その瞳は十四郎が絶対に此処まで迎えに来てくれると言う確信がある瞳。
優姫が屯所へ帰りたいと言う意思表示だった。
十四郎にだけは優姫を渡したくない。本気で晋助はそう思った。常に優姫の傍にいる十四郎に対し、殺意を抱くほどの嫉妬心を何時の間にか持っていたのだ。

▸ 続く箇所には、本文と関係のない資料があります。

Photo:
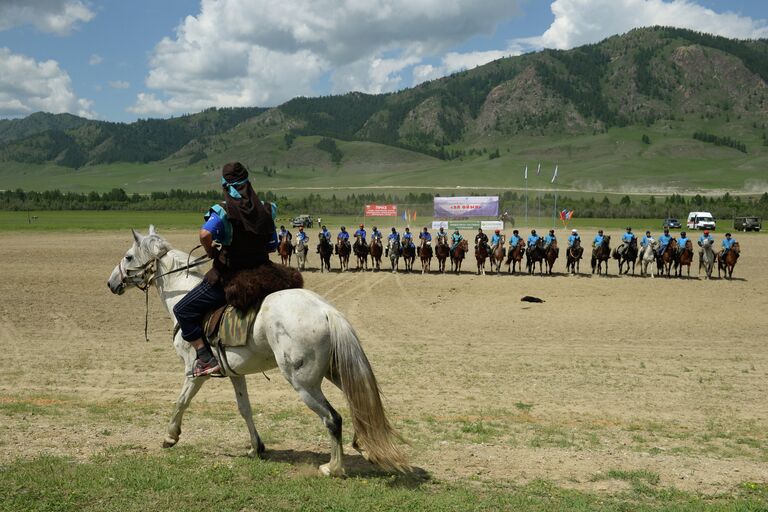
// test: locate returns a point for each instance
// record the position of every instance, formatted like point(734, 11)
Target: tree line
point(675, 205)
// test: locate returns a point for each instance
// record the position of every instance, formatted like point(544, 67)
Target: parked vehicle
point(747, 223)
point(302, 220)
point(701, 220)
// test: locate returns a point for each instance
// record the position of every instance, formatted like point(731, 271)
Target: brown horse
point(360, 248)
point(727, 262)
point(515, 257)
point(343, 249)
point(601, 254)
point(684, 258)
point(376, 251)
point(497, 255)
point(425, 255)
point(573, 256)
point(551, 254)
point(481, 254)
point(457, 256)
point(442, 252)
point(409, 255)
point(285, 249)
point(325, 250)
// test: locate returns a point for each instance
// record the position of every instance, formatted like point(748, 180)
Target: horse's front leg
point(244, 406)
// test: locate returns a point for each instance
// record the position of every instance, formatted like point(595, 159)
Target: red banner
point(381, 210)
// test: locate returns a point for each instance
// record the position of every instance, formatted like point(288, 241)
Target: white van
point(701, 220)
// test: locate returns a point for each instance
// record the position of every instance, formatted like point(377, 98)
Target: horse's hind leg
point(244, 406)
point(188, 391)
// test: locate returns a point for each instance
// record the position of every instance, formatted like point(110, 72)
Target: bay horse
point(425, 255)
point(684, 258)
point(551, 254)
point(481, 254)
point(361, 252)
point(727, 262)
point(497, 255)
point(409, 255)
point(322, 346)
point(325, 249)
point(442, 252)
point(515, 257)
point(457, 256)
point(393, 250)
point(343, 249)
point(573, 255)
point(535, 255)
point(601, 254)
point(707, 257)
point(376, 251)
point(629, 255)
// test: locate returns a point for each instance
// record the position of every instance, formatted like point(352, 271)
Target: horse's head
point(137, 266)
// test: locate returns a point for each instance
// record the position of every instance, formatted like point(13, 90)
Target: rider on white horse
point(252, 228)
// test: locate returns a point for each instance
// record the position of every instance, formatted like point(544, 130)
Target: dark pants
point(192, 308)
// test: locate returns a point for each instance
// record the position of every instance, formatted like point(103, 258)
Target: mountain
point(665, 82)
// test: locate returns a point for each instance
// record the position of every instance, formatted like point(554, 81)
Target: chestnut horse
point(481, 254)
point(376, 252)
point(601, 254)
point(497, 255)
point(425, 255)
point(442, 252)
point(516, 256)
point(551, 254)
point(573, 256)
point(727, 262)
point(457, 256)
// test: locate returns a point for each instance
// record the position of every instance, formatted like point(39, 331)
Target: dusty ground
point(628, 373)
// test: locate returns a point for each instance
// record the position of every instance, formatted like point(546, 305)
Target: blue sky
point(122, 60)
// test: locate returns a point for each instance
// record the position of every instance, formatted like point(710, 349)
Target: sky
point(119, 60)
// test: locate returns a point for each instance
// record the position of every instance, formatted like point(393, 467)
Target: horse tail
point(358, 383)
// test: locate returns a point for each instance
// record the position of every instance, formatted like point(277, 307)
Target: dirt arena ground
point(610, 373)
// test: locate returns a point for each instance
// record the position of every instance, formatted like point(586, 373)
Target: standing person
point(251, 227)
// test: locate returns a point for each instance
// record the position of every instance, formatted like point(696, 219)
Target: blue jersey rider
point(245, 238)
point(456, 239)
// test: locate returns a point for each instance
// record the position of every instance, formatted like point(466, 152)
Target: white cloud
point(54, 16)
point(580, 22)
point(28, 86)
point(119, 84)
point(261, 52)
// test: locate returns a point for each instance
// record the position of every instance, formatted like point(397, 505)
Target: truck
point(747, 223)
point(701, 220)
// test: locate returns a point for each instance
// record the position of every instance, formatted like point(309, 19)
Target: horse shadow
point(355, 466)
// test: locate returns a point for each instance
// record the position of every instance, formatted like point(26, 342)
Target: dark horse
point(727, 262)
point(376, 251)
point(361, 252)
point(601, 254)
point(325, 249)
point(516, 257)
point(628, 256)
point(481, 254)
point(573, 256)
point(457, 256)
point(535, 255)
point(551, 254)
point(425, 255)
point(442, 252)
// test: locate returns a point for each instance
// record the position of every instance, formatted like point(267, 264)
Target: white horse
point(707, 257)
point(297, 331)
point(301, 255)
point(648, 256)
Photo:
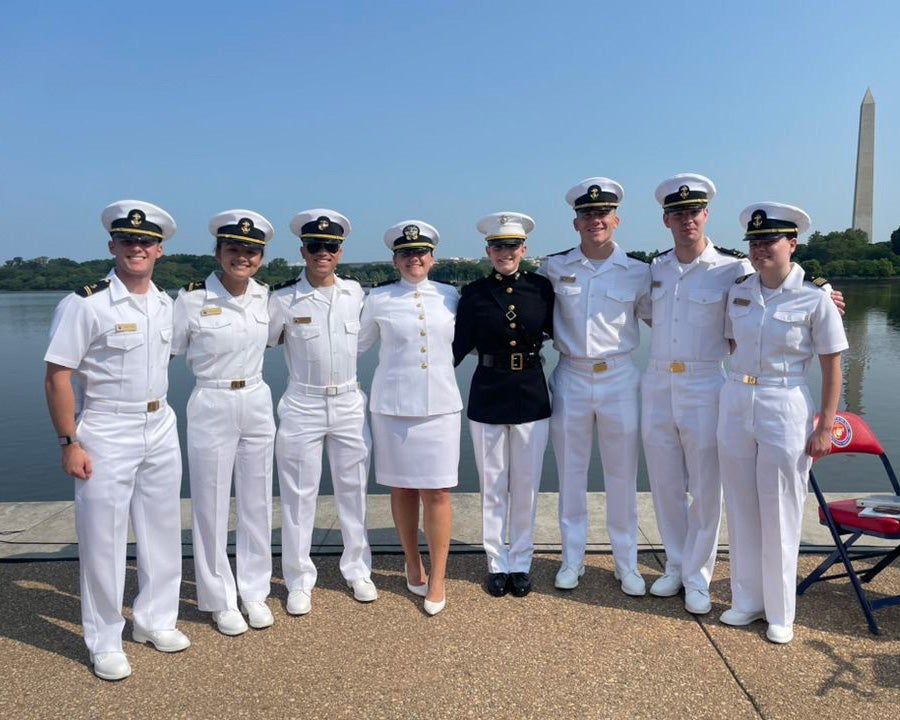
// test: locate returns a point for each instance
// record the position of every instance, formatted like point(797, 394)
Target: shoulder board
point(561, 252)
point(819, 282)
point(89, 290)
point(195, 285)
point(730, 252)
point(286, 283)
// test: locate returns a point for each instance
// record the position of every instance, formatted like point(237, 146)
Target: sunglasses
point(412, 252)
point(314, 247)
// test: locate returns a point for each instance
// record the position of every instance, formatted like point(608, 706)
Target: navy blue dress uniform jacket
point(506, 319)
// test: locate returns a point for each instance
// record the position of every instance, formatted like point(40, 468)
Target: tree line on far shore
point(835, 255)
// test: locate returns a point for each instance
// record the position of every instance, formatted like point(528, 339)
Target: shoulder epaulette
point(732, 253)
point(195, 285)
point(819, 282)
point(286, 283)
point(89, 290)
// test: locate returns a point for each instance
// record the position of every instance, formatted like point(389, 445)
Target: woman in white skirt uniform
point(778, 322)
point(415, 404)
point(222, 326)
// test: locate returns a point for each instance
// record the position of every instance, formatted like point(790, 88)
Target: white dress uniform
point(680, 406)
point(119, 346)
point(415, 402)
point(230, 434)
point(765, 419)
point(321, 405)
point(595, 385)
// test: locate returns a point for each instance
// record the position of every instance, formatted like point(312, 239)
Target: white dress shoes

優姫の話を聞き、同じ部屋で起きて、寝て、話をしている事を知った。
十四郎自身が優姫にどんな想いを抱いているかは知らない。
優姫が十四郎の事を家族として好いている事を知っていても、それが何時か恋心に変わる可能性が無い訳でもないのだから。
憎くてたまらない。
不安で仕方なかった。
十四郎を殺して優姫の視界から、記憶から消してしまいたかった。
今、目の前にいる優姫は十四郎が来る事を待ち望んでいた。
今同じ空間にいるのは晋助だと言うのに、まるで一人でいるかの様に優姫は黙って階段の方を見ていた。
優姫の中に居座っているのは十四郎。
自分ではなく…………彼。
憎い、悔しい、許せない。
最初に優姫に出会ったのは自分だ。
最初に屈託無い笑顔を送ったのは自分だ。
後から来た十四郎なんかにあの笑顔も………優姫自身も渡したくない。
笑顔で晋助と呼び、自分にだけ笑顔を向けてくればいい。
例え……優姫がそれを望まなくても。
「…………っ優姫っ !! 」
最上階のこの部屋にまで十四郎が登って来たらしい。
十四郎の声を聞き、確かに優姫の表情が明るくなったのを晋助は見逃さなかった。
嗚呼……渡したくない。
そう思った刹那だった。身体が勝手に動いていたのは。小さな優姫の肩を掴み、無理矢理こちらを向かせたのは。
驚いているその表情にすら心が跳ね上がってしまって。
気持ちだけで行動してしまった。
十四郎が部屋へ飛び込んだのと、優姫の目前に晋助の顔が合ったのはほぼ同時だった……。